Ma la ragione non è soltanto questa. Enrico, infatti, è un ragazzo con la sindrome di Down. E se è vero, come spiega il papà, che il voto gli è stato dato in base ad obiettivi fissati apposta per lui in un «piano educativo individualizzato», e che dunque il suo cento in assoluto non potrebbe essere equiparato a quello di un compagno di classe che ha studiato su un altro programma, nondimeno i 100 centesimi di Enrico sono il giusto premio ai suoi sforzi, all’impegno costante e generoso e, soprattutto, al raggiungimento dei requisiti previsti dalla legge. Senza privilegi.

«Mi vergogno un po’, ma sì, dai, sono contento…», smorza il protagonista, incuriosito e intimidito (ma solo all’inizio) da tutta questa attenzione. Poi si racconta con molta leggerezza: «Mi piacciono italiano, francese, inglese e geografia. Il mio cantante preferito è Enrico Ruggeri. Lo sportivo Alex Del Piero. Una fidanzata? Sì, c’è, si chiama Arianna, abbiamo fatto l’asilo insieme, è dell’Associazione Down Dadi di Padova». Lui ama la musica, suona il piano, e al saggio di fine anno della scuola privata che frequenta ha suonato il Mattino di Grieg.

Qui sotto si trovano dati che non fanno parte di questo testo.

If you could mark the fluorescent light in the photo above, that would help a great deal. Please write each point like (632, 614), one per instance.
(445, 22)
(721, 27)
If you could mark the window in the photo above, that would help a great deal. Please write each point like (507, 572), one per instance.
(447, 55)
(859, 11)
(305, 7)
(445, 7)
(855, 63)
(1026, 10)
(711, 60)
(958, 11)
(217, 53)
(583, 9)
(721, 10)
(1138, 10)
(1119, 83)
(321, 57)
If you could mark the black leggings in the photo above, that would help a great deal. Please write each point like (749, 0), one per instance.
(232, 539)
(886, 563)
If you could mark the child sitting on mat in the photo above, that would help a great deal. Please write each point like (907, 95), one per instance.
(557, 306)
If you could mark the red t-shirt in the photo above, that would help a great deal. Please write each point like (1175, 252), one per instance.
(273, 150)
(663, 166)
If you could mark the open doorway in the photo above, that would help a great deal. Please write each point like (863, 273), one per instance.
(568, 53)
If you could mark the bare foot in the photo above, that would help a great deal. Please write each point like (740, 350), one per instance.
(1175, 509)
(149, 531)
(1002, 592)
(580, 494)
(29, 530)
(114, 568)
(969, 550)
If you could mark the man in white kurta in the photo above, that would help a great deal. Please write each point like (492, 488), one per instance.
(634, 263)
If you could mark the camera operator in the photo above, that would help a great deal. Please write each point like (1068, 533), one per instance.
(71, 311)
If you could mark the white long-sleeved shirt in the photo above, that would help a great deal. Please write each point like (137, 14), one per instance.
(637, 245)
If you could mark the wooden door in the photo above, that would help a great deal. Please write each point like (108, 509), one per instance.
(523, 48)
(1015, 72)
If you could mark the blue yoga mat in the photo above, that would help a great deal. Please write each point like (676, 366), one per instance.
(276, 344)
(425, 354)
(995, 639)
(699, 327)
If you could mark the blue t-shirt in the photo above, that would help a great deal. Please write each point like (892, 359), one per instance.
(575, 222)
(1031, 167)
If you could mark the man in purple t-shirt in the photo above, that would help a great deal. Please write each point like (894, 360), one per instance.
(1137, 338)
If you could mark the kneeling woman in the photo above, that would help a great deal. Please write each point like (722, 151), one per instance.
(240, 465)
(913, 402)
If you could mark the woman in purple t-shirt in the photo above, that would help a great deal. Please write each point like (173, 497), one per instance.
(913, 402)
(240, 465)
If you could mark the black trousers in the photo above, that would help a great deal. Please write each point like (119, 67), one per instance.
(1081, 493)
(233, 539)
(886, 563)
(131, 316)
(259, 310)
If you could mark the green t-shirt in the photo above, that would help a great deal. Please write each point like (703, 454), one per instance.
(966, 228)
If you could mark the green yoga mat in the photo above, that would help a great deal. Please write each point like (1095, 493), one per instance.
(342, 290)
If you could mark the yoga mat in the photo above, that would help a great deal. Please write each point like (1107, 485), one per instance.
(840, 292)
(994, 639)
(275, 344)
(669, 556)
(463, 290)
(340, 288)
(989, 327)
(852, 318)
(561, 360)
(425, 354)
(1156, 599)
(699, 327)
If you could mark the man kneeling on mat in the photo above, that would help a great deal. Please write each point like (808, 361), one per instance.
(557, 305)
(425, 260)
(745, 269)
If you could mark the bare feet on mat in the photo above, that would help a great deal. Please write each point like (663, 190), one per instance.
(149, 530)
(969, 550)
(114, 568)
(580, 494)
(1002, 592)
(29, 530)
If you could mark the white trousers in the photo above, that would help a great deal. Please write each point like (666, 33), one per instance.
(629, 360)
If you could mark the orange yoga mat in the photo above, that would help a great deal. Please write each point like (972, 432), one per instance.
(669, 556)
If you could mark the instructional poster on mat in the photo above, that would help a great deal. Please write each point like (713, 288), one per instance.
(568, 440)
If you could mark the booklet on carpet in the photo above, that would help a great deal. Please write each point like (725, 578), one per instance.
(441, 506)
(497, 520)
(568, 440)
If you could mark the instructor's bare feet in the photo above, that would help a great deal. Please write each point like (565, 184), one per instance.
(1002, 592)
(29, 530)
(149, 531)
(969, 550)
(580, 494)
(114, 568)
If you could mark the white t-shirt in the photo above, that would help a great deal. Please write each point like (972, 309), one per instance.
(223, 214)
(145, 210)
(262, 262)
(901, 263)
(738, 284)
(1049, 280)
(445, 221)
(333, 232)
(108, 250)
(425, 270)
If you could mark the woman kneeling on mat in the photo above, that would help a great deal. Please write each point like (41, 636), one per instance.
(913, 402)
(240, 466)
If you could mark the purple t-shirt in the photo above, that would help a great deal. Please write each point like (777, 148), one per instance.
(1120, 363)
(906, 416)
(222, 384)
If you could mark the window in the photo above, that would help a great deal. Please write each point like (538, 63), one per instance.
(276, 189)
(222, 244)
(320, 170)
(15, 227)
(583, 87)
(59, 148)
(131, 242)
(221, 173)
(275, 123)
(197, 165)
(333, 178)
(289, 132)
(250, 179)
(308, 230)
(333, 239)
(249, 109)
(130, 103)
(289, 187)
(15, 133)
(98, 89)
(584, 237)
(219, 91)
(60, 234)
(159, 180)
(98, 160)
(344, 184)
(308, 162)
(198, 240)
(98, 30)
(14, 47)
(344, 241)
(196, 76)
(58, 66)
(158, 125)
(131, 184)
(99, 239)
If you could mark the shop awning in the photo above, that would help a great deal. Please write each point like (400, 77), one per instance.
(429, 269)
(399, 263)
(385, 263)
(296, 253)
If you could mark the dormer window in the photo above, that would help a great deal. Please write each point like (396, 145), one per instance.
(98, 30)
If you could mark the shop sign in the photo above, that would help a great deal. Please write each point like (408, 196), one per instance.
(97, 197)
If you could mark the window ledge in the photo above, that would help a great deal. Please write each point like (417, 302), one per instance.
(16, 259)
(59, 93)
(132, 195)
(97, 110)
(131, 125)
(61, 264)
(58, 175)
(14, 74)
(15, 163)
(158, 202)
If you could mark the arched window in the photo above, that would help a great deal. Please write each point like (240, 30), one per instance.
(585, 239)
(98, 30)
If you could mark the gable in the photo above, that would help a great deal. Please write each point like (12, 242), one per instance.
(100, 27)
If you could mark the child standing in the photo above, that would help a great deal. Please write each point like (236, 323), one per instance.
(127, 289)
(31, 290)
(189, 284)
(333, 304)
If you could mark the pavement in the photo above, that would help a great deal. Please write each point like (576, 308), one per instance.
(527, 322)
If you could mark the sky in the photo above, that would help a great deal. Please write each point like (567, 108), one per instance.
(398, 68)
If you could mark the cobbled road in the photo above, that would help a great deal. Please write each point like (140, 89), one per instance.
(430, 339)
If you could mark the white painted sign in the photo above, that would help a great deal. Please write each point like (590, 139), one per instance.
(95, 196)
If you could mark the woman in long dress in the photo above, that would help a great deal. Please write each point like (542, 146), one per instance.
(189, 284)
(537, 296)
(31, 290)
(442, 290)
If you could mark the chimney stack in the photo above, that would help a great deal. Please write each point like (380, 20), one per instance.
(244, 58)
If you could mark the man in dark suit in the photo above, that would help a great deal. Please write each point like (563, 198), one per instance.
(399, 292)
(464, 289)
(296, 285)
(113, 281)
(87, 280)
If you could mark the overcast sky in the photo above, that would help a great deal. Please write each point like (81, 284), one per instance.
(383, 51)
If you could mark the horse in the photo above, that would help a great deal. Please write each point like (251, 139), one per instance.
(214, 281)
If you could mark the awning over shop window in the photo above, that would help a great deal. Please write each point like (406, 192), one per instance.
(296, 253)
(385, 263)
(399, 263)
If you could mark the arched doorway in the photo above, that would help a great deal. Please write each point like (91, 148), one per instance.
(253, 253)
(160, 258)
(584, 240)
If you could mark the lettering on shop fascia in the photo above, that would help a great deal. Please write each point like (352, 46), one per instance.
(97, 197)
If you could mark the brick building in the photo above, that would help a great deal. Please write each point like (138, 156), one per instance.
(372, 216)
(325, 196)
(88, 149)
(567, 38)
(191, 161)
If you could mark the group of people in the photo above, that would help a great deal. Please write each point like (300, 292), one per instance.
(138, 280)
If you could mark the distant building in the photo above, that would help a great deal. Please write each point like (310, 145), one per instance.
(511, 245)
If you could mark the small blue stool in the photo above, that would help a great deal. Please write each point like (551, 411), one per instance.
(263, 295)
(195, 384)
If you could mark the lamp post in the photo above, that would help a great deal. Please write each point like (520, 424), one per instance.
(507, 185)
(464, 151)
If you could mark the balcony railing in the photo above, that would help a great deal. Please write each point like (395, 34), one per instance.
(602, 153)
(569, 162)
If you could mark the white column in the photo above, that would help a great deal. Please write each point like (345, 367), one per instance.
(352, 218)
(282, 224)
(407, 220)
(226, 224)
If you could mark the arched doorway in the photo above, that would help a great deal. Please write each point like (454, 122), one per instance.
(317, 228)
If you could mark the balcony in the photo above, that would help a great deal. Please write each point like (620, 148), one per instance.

Enrico non intende proseguire gli studi. «Vorrei lavorare, magari in una pizzeria, come il mio amico Daniele, che fa il cameriere». La mamma non nasconde un poco di amarezza al pensiero di questo figlio, tanto desiderato e amato, arrivato quando lei e il marito avevano trentasette anni, che non prenderà la laurea. «Purtroppo all’Università non esistono forme di sostegno. Fa impressione, soprattutto se fai parte di una famiglia di intellettuali indipendenti che hanno sempre lavorato. Il sistema della scuola superiore ti assiste bene, poi però diventa tutto più difficile».